In The Old Houses, Found When The White Man First
Visited The Pueblos, There Was No Means Of Entrance To The First Stories
Save By Means Of The Ladders Which Stood Outside Against The Walls, And
Thence Through Hatchways Made In The Roofs.
This was for the purpose of
defence against hostile tribes, who were constantly warring with these
home-loving Indians in order that they might steal from them the fruits of
their persistent labor and thrift.
The ladder, during times of expected
attack, could be lifted upon the second story, out of reach, and thus these
houses became the forts of their inhabitants. Nowadays entrances are
provided on the ground floor, and this house at El Tovar follows the modern
custom, as well as the later innovation (which of course is essential in
this building) of using glass for windows. For convenience and safety,
another anachronism is tolerated in the electric light. In practically
everything else, the building is a true model of a Hopi community house.
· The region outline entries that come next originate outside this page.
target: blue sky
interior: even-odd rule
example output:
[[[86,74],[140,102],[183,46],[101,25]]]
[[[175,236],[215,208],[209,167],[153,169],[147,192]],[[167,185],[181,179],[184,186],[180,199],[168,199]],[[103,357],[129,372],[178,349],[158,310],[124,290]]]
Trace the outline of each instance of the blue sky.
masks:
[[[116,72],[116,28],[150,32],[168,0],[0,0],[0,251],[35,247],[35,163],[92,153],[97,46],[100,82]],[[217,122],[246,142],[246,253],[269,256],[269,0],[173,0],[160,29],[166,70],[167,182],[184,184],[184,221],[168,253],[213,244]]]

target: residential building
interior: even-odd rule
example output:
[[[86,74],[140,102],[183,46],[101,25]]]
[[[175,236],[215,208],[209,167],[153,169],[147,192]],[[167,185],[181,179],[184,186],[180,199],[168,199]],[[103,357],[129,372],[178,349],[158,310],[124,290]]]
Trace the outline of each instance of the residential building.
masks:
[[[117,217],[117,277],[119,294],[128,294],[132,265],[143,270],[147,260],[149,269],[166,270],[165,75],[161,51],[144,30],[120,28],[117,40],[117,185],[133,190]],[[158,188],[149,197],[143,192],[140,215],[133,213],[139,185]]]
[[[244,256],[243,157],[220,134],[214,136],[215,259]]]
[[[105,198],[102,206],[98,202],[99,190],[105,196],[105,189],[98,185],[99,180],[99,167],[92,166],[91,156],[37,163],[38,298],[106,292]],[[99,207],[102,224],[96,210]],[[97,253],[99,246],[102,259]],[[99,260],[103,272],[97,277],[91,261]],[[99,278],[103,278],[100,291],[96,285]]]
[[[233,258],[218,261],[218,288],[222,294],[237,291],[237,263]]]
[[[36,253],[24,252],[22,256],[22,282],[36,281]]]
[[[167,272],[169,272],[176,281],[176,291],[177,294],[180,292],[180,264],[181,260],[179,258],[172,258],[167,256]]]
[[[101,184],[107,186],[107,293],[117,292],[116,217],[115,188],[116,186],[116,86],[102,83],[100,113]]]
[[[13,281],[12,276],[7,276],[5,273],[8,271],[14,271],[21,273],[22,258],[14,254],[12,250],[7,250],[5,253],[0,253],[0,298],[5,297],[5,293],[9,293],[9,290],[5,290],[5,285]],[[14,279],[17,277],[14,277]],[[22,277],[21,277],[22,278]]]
With these people, the women are generally and mainly the builders of the
houses, the men merely assisting in the heavier work.
Quaint Stairways. In addition to the quaint ladders, quainter steps, cut
into flat or round trunks of cottonwood trees, are used. Stone steps
connecting the two upper stories, are also built outside in the partition
walls. The chimneys are constructed, in true pueblo fashion, of pottery
water ollas, the bottoms of which have been broken out. Three or more of
these, fastened with cement or mortar, are placed one above another.